Understanding Nexplane Rollback

Nexplane rollback is a typed inverse operation, not a backup restore. Each change type defines its own rollback:

  • IAM key rotation: Re-activate the old key, deactivate the new key
  • Account lock: Unlock the account
  • Service disable: Re-enable and start the service
  • File permission: Restore the previous mode and ownership

This means rollback can fail for the same reasons the original change can fail (network errors, permission issues, state drift).


Symptom 1: Rollback button is not available

Some change types do not support rollback because the original operation is irreversible:

Change Type Rollback Available?

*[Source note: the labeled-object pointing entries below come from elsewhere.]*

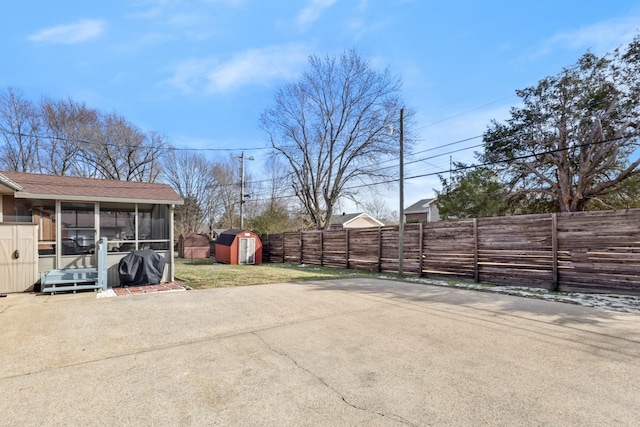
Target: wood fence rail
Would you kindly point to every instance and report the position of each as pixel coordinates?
(582, 251)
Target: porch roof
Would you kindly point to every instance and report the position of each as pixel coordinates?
(53, 187)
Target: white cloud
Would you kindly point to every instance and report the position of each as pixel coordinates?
(250, 67)
(313, 11)
(81, 31)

Reason
Delete IAM Access Key No Deleted keys cannot be recovered
Rotate GCP Service Account Key Partial Old key was deleted; new key can be disabled
Rotate Client Secret (Azure/Keycloak) No Old secret was not stored
Reset Database Password No Old password was not stored
Revoke Vault Token No Revocation is irreversible
Revoke Exposed Credential No Intentionally irreversible

If rollback is not available for your change type, you must create a new change request to manually return to the desired state.


Symptom 2: Rollback fails with "credential no longer valid"

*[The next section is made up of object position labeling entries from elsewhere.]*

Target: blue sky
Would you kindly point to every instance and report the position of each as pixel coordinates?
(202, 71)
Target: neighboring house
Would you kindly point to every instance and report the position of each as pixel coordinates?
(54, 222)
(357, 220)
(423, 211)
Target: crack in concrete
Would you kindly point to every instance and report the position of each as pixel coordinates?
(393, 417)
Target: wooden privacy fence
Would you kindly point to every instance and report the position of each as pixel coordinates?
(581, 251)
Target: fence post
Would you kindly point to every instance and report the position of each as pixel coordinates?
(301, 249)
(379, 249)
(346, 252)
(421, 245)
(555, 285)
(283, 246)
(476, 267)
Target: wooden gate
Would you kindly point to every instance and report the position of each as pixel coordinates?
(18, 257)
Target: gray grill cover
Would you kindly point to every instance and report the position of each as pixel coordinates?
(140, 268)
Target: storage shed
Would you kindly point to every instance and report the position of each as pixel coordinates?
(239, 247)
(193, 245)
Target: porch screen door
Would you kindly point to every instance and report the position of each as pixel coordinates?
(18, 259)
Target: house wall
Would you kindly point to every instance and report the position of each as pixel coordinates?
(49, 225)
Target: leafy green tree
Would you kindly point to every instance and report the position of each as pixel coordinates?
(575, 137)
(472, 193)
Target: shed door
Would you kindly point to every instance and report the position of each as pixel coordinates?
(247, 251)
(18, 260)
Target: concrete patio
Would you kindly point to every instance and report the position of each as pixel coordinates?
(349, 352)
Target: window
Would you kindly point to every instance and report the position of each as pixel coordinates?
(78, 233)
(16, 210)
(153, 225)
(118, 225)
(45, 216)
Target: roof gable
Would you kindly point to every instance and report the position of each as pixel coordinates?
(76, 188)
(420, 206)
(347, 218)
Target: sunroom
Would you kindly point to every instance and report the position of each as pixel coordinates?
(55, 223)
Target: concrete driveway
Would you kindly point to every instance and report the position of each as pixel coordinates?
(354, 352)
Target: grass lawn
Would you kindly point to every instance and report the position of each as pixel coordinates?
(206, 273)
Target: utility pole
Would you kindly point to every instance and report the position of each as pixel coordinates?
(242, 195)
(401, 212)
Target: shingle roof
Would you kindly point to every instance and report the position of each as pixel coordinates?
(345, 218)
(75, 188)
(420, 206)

ERROR: rollback failed: IAM key AKIAIOSFODNN7EXAMPLE cannot be activated: 
  NoSuchEntityException: The Access Key with id AKIAIOSFODNN7EXAMPLE cannot be found

The original credential was deleted after the change was made. Nexplane can only re-activate a deactivated key -- it cannot recreate a deleted one.

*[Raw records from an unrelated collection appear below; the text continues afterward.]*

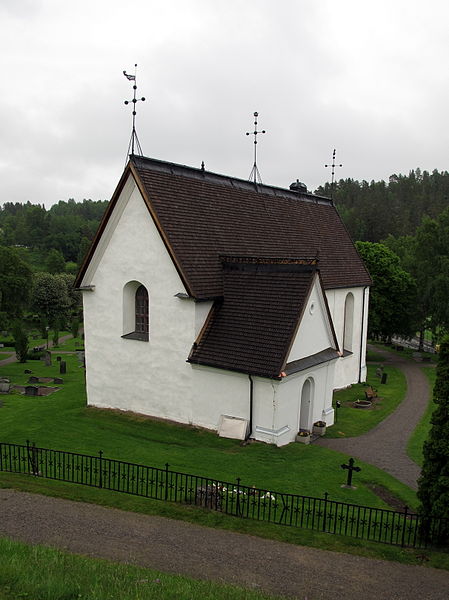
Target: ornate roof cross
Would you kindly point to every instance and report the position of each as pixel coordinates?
(333, 165)
(134, 141)
(255, 175)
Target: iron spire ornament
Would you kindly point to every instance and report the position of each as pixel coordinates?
(255, 175)
(134, 141)
(333, 165)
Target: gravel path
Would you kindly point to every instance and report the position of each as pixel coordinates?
(385, 445)
(203, 553)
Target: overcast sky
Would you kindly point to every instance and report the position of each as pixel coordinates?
(367, 78)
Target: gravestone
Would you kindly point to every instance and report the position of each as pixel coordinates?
(31, 390)
(5, 385)
(350, 468)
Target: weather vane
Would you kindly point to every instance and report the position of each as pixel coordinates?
(333, 165)
(255, 175)
(134, 139)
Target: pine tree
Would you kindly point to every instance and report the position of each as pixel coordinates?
(433, 485)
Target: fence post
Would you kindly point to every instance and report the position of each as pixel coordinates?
(326, 495)
(404, 526)
(100, 454)
(166, 481)
(237, 504)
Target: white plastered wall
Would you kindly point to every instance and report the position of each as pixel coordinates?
(153, 377)
(277, 404)
(350, 368)
(314, 332)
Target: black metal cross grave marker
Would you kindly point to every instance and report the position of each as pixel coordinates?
(350, 467)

Resolution: Create a new access key for the user using a new change request (Credentials > Rotate IAM Access Key).


Symptom 3: Rollback fails with "resource state has changed"

ERROR: rollback failed: security group rule sg-rule-12345 no longer exists

The resource was modified or deleted by another process (manual change, Terraform run, another tool) after the Nexplane change was made. The rollback cannot proceed because the state it expected no longer matches reality.

Resolution: Review the current state of the resource and manually restore it to the desired configuration. Record the manual change in Nexplane as a note on the change request.


Symptom 4: Rollback fails with a permission error

ERROR: rollback failed: AccessDenied: User: arn:aws:iam::123456789012:user/nexplane 
  is not authorized to perform: iam:UpdateAccessKey on resource: ...

The connector credentials do not have permission to perform the rollback operation. This can happen if: - The IAM policy was changed after the connector was created - The connector credentials were rotated and the new credentials have fewer permissions

Resolution: Update the connector credentials to a key with the required permissions. See AWS Connector Permissions.


Symptom 5: Partial rollback -- some steps succeeded, some failed

CIS hardening profiles and other multi-step changes report per-step rollback results. If some steps fail during rollback:

  1. On the change detail page, expand Rollback Details to see which steps succeeded and which failed
  2. For each failed step, the error message explains why
  3. Failed rollback steps must be resolved manually
  4. Click Mark as Resolved on each failed step after manually restoring the state

Symptom 6: Rollback succeeded but system behavior is wrong

Rollback restored the configuration as recorded by Nexplane, but the system is not behaving as expected before the change.

Possible causes:

  • A dependent system was updated in the window between the change and the rollback
  • The pre-change snapshot did not capture all relevant state (for example, a service that was already failing before the change)
  • The rollback restored the configuration but did not restart a dependent service

Resolution: Review the pre-change state recorded in the change detail page and compare it against the current system state. If there is a gap, use additional change requests to bridge it.